As shown in the LPL Chart of the Day, the 10-year Treasury yield jumped 34 basis points (0.34%) in the week ending September 13, then gave back half that gain in a 17 basis point (0.17%) slide last week. The benchmark yield hasn’t moved at least 15 basis points (0.15%) in two consecutive weeks since November 2016.


The 10-year yield’s rapid ascent earlier this month was sparked by optimistic trade headlines and improving economic data, especially regarding inflation. On September 13, the 10-year yield jumped 12 basis points (0.12%) amid news that U.S.  retail sales topped expectations and that China would exempt some agricultural products from tariffs. Treasuries’ swift selloff also caught investors off guard, spurring more selling and even higher yields (yields go up when bond prices fall). Then gravity kicked in, and the 10-year yield slid for five consecutive days as trade headlines turned negative and global worries took over.
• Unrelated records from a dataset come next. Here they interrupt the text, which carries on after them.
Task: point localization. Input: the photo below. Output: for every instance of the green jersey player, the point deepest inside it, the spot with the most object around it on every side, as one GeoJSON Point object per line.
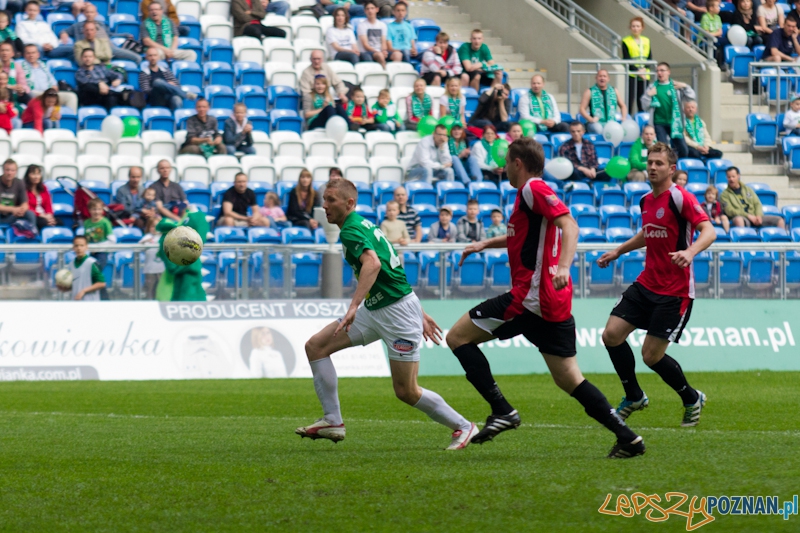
{"type": "Point", "coordinates": [391, 312]}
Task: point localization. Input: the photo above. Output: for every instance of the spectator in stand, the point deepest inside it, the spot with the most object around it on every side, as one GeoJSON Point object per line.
{"type": "Point", "coordinates": [481, 156]}
{"type": "Point", "coordinates": [160, 85]}
{"type": "Point", "coordinates": [600, 103]}
{"type": "Point", "coordinates": [402, 39]}
{"type": "Point", "coordinates": [418, 104]}
{"type": "Point", "coordinates": [13, 197]}
{"type": "Point", "coordinates": [159, 32]}
{"type": "Point", "coordinates": [43, 112]}
{"type": "Point", "coordinates": [494, 108]}
{"type": "Point", "coordinates": [470, 227]}
{"type": "Point", "coordinates": [353, 9]}
{"type": "Point", "coordinates": [582, 155]}
{"type": "Point", "coordinates": [171, 200]}
{"type": "Point", "coordinates": [460, 154]}
{"type": "Point", "coordinates": [32, 30]}
{"type": "Point", "coordinates": [235, 205]}
{"type": "Point", "coordinates": [372, 36]}
{"type": "Point", "coordinates": [318, 67]}
{"type": "Point", "coordinates": [341, 41]}
{"type": "Point", "coordinates": [237, 135]}
{"type": "Point", "coordinates": [431, 159]}
{"type": "Point", "coordinates": [638, 154]}
{"type": "Point", "coordinates": [782, 44]}
{"type": "Point", "coordinates": [96, 83]}
{"type": "Point", "coordinates": [696, 135]}
{"type": "Point", "coordinates": [637, 46]}
{"type": "Point", "coordinates": [39, 78]}
{"type": "Point", "coordinates": [742, 206]}
{"type": "Point", "coordinates": [452, 102]}
{"type": "Point", "coordinates": [408, 215]}
{"type": "Point", "coordinates": [202, 133]}
{"type": "Point", "coordinates": [39, 200]}
{"type": "Point", "coordinates": [541, 108]}
{"type": "Point", "coordinates": [247, 16]}
{"type": "Point", "coordinates": [440, 62]}
{"type": "Point", "coordinates": [66, 50]}
{"type": "Point", "coordinates": [664, 99]}
{"type": "Point", "coordinates": [302, 201]}
{"type": "Point", "coordinates": [476, 59]}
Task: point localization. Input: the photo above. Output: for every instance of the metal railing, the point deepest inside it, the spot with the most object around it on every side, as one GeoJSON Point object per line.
{"type": "Point", "coordinates": [581, 74]}
{"type": "Point", "coordinates": [243, 253]}
{"type": "Point", "coordinates": [576, 17]}
{"type": "Point", "coordinates": [676, 24]}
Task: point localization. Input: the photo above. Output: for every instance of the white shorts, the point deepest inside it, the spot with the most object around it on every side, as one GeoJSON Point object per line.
{"type": "Point", "coordinates": [399, 325]}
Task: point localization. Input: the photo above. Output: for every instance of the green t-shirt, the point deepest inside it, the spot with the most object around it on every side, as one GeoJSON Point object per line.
{"type": "Point", "coordinates": [97, 231]}
{"type": "Point", "coordinates": [663, 114]}
{"type": "Point", "coordinates": [359, 235]}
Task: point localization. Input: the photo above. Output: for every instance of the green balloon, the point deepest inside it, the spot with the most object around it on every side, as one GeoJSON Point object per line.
{"type": "Point", "coordinates": [528, 127]}
{"type": "Point", "coordinates": [427, 125]}
{"type": "Point", "coordinates": [499, 151]}
{"type": "Point", "coordinates": [131, 126]}
{"type": "Point", "coordinates": [618, 168]}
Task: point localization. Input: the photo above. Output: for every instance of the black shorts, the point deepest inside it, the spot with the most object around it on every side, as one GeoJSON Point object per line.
{"type": "Point", "coordinates": [661, 316]}
{"type": "Point", "coordinates": [498, 316]}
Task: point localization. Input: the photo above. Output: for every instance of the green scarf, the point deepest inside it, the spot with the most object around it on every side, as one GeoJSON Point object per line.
{"type": "Point", "coordinates": [166, 30]}
{"type": "Point", "coordinates": [420, 109]}
{"type": "Point", "coordinates": [456, 147]}
{"type": "Point", "coordinates": [536, 110]}
{"type": "Point", "coordinates": [675, 127]}
{"type": "Point", "coordinates": [694, 128]}
{"type": "Point", "coordinates": [598, 106]}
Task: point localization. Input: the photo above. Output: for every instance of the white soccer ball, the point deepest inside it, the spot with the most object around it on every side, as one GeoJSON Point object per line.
{"type": "Point", "coordinates": [183, 246]}
{"type": "Point", "coordinates": [64, 279]}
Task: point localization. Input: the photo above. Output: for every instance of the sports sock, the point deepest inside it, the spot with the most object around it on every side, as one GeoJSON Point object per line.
{"type": "Point", "coordinates": [596, 405]}
{"type": "Point", "coordinates": [326, 384]}
{"type": "Point", "coordinates": [672, 374]}
{"type": "Point", "coordinates": [480, 375]}
{"type": "Point", "coordinates": [435, 407]}
{"type": "Point", "coordinates": [625, 365]}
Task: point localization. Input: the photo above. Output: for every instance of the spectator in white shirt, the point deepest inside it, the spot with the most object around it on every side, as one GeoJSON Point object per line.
{"type": "Point", "coordinates": [432, 158]}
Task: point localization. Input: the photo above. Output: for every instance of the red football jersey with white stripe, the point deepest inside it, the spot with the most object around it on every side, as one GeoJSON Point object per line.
{"type": "Point", "coordinates": [534, 248]}
{"type": "Point", "coordinates": [668, 223]}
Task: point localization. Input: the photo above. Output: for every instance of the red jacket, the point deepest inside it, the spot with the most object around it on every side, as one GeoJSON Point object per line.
{"type": "Point", "coordinates": [47, 201]}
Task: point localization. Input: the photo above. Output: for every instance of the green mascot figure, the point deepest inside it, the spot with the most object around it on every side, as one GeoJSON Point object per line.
{"type": "Point", "coordinates": [181, 283]}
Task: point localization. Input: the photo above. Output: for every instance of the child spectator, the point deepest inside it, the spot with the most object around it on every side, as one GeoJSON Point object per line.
{"type": "Point", "coordinates": [443, 230]}
{"type": "Point", "coordinates": [394, 228]}
{"type": "Point", "coordinates": [498, 227]}
{"type": "Point", "coordinates": [387, 118]}
{"type": "Point", "coordinates": [153, 265]}
{"type": "Point", "coordinates": [402, 40]}
{"type": "Point", "coordinates": [713, 209]}
{"type": "Point", "coordinates": [418, 104]}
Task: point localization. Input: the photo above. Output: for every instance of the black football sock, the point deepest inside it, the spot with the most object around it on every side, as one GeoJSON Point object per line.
{"type": "Point", "coordinates": [672, 374]}
{"type": "Point", "coordinates": [480, 375]}
{"type": "Point", "coordinates": [625, 365]}
{"type": "Point", "coordinates": [596, 405]}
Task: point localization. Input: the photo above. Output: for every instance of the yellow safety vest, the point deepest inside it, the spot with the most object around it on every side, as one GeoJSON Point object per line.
{"type": "Point", "coordinates": [637, 52]}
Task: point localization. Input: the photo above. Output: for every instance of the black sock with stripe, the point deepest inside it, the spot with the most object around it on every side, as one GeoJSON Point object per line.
{"type": "Point", "coordinates": [480, 375]}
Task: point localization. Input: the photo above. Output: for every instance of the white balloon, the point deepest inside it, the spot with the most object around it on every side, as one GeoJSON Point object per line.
{"type": "Point", "coordinates": [613, 132]}
{"type": "Point", "coordinates": [560, 168]}
{"type": "Point", "coordinates": [336, 128]}
{"type": "Point", "coordinates": [737, 35]}
{"type": "Point", "coordinates": [631, 129]}
{"type": "Point", "coordinates": [112, 128]}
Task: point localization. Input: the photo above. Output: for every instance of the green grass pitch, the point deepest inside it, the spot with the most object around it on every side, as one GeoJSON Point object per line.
{"type": "Point", "coordinates": [223, 456]}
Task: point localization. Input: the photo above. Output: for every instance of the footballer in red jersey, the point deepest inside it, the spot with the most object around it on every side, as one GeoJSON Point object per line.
{"type": "Point", "coordinates": [660, 300]}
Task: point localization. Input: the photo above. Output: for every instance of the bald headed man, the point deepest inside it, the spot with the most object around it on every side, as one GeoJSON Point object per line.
{"type": "Point", "coordinates": [541, 108]}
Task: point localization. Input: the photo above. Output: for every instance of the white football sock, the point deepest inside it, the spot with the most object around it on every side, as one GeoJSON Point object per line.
{"type": "Point", "coordinates": [326, 384]}
{"type": "Point", "coordinates": [435, 407]}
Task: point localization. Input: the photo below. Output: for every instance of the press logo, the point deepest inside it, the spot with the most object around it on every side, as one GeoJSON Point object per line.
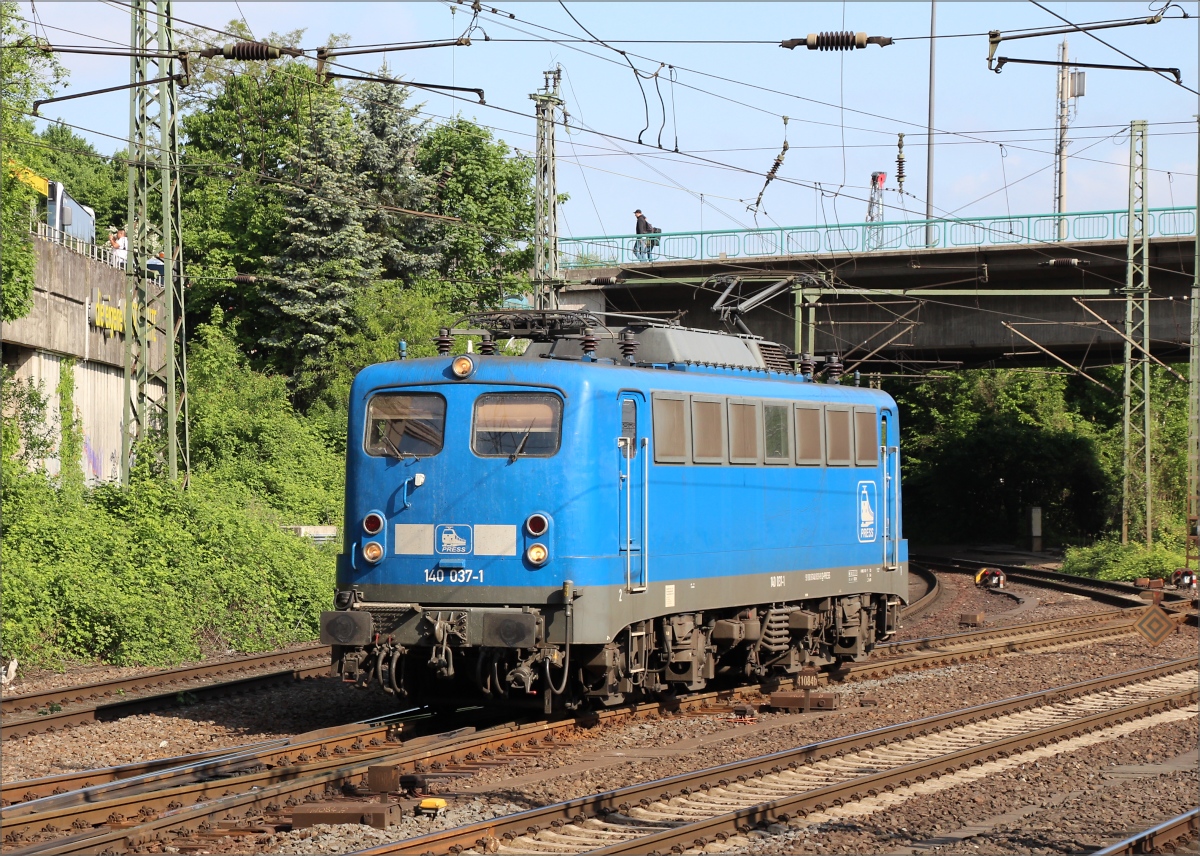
{"type": "Point", "coordinates": [453, 539]}
{"type": "Point", "coordinates": [867, 512]}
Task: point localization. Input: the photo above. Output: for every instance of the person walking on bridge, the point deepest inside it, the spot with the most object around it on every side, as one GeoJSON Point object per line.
{"type": "Point", "coordinates": [643, 247]}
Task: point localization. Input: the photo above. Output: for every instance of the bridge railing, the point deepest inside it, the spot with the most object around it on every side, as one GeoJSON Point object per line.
{"type": "Point", "coordinates": [864, 238]}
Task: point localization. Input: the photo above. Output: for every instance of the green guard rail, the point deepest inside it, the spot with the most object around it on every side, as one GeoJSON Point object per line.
{"type": "Point", "coordinates": [604, 251]}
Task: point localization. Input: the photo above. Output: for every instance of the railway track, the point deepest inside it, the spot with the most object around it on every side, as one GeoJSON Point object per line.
{"type": "Point", "coordinates": [1105, 591]}
{"type": "Point", "coordinates": [249, 786]}
{"type": "Point", "coordinates": [71, 706]}
{"type": "Point", "coordinates": [855, 774]}
{"type": "Point", "coordinates": [1170, 833]}
{"type": "Point", "coordinates": [930, 598]}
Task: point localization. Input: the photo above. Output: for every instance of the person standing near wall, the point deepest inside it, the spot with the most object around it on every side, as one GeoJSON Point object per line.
{"type": "Point", "coordinates": [120, 245]}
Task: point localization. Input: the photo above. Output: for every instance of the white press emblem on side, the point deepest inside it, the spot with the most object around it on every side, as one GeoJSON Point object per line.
{"type": "Point", "coordinates": [867, 504]}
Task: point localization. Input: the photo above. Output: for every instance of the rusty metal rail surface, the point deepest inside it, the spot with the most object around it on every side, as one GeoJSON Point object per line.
{"type": "Point", "coordinates": [118, 792]}
{"type": "Point", "coordinates": [669, 815]}
{"type": "Point", "coordinates": [1180, 828]}
{"type": "Point", "coordinates": [929, 599]}
{"type": "Point", "coordinates": [34, 712]}
{"type": "Point", "coordinates": [1107, 591]}
{"type": "Point", "coordinates": [275, 778]}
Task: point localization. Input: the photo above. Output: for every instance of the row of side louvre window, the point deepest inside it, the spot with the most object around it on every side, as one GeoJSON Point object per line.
{"type": "Point", "coordinates": [726, 430]}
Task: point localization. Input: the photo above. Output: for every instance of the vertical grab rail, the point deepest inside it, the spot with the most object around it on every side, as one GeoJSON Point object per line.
{"type": "Point", "coordinates": [646, 513]}
{"type": "Point", "coordinates": [623, 444]}
{"type": "Point", "coordinates": [892, 502]}
{"type": "Point", "coordinates": [885, 506]}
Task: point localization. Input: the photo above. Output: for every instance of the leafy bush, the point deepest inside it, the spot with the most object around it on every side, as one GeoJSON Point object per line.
{"type": "Point", "coordinates": [246, 437]}
{"type": "Point", "coordinates": [1110, 560]}
{"type": "Point", "coordinates": [150, 574]}
{"type": "Point", "coordinates": [153, 573]}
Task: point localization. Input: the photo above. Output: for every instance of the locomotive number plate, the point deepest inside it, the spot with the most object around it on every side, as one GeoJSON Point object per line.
{"type": "Point", "coordinates": [808, 678]}
{"type": "Point", "coordinates": [456, 575]}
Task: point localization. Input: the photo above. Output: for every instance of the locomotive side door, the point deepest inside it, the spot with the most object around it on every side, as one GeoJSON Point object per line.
{"type": "Point", "coordinates": [633, 462]}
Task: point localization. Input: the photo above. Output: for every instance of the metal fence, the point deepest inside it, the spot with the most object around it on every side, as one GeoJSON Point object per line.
{"type": "Point", "coordinates": [101, 252]}
{"type": "Point", "coordinates": [881, 237]}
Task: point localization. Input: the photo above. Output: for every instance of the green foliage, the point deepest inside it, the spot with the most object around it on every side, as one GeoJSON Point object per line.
{"type": "Point", "coordinates": [238, 153]}
{"type": "Point", "coordinates": [479, 181]}
{"type": "Point", "coordinates": [981, 447]}
{"type": "Point", "coordinates": [1110, 560]}
{"type": "Point", "coordinates": [27, 437]}
{"type": "Point", "coordinates": [389, 135]}
{"type": "Point", "coordinates": [150, 574]}
{"type": "Point", "coordinates": [25, 75]}
{"type": "Point", "coordinates": [325, 253]}
{"type": "Point", "coordinates": [246, 437]}
{"type": "Point", "coordinates": [154, 574]}
{"type": "Point", "coordinates": [384, 313]}
{"type": "Point", "coordinates": [70, 434]}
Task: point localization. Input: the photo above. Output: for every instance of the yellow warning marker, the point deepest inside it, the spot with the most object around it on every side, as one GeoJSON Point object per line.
{"type": "Point", "coordinates": [432, 807]}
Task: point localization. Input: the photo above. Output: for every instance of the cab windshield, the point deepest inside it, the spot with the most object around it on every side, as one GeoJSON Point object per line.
{"type": "Point", "coordinates": [406, 424]}
{"type": "Point", "coordinates": [517, 425]}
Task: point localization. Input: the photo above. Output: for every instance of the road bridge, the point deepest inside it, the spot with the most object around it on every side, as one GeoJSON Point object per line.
{"type": "Point", "coordinates": [911, 295]}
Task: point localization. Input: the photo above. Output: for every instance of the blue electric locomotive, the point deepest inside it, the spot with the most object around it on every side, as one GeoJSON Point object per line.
{"type": "Point", "coordinates": [646, 513]}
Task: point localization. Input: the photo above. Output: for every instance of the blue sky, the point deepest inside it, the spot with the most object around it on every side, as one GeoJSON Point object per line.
{"type": "Point", "coordinates": [994, 154]}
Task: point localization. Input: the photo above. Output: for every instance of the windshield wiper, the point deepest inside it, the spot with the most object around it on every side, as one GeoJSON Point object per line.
{"type": "Point", "coordinates": [395, 452]}
{"type": "Point", "coordinates": [520, 448]}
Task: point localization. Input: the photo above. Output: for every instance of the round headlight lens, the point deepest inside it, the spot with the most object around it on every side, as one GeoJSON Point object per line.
{"type": "Point", "coordinates": [462, 366]}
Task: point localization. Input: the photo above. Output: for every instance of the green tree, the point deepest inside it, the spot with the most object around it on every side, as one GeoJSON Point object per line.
{"type": "Point", "coordinates": [981, 447]}
{"type": "Point", "coordinates": [491, 190]}
{"type": "Point", "coordinates": [25, 75]}
{"type": "Point", "coordinates": [390, 135]}
{"type": "Point", "coordinates": [246, 436]}
{"type": "Point", "coordinates": [325, 253]}
{"type": "Point", "coordinates": [238, 160]}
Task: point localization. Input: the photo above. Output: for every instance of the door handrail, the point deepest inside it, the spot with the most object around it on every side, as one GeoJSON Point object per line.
{"type": "Point", "coordinates": [646, 515]}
“The recent rally in yields was historically strong, so we expected fixed income markets to recalibrate,” said LPL Financial Chief Investment Strategist John Lynch. “Even if we see progress in trade talks, the buying pressure in Treasuries could persist as the global economy recovers from trade disruptions and other central banks eye drastic monetary policy easing.”

The combination of easier policy, solid economic fundamentals, and the widening budget deficit suggests to us that yields could move higher. Until we get trade clarity, though, we look for the 10-year yield to hover around current levels.


The opinions voiced in this material are for general information only and are not intended to provide specific advice or recommendations for any individual security. To determine which investment(s) may be appropriate for you, consult your financial advisor prior to investing. The economic forecasts set forth in this material may not develop as predicted.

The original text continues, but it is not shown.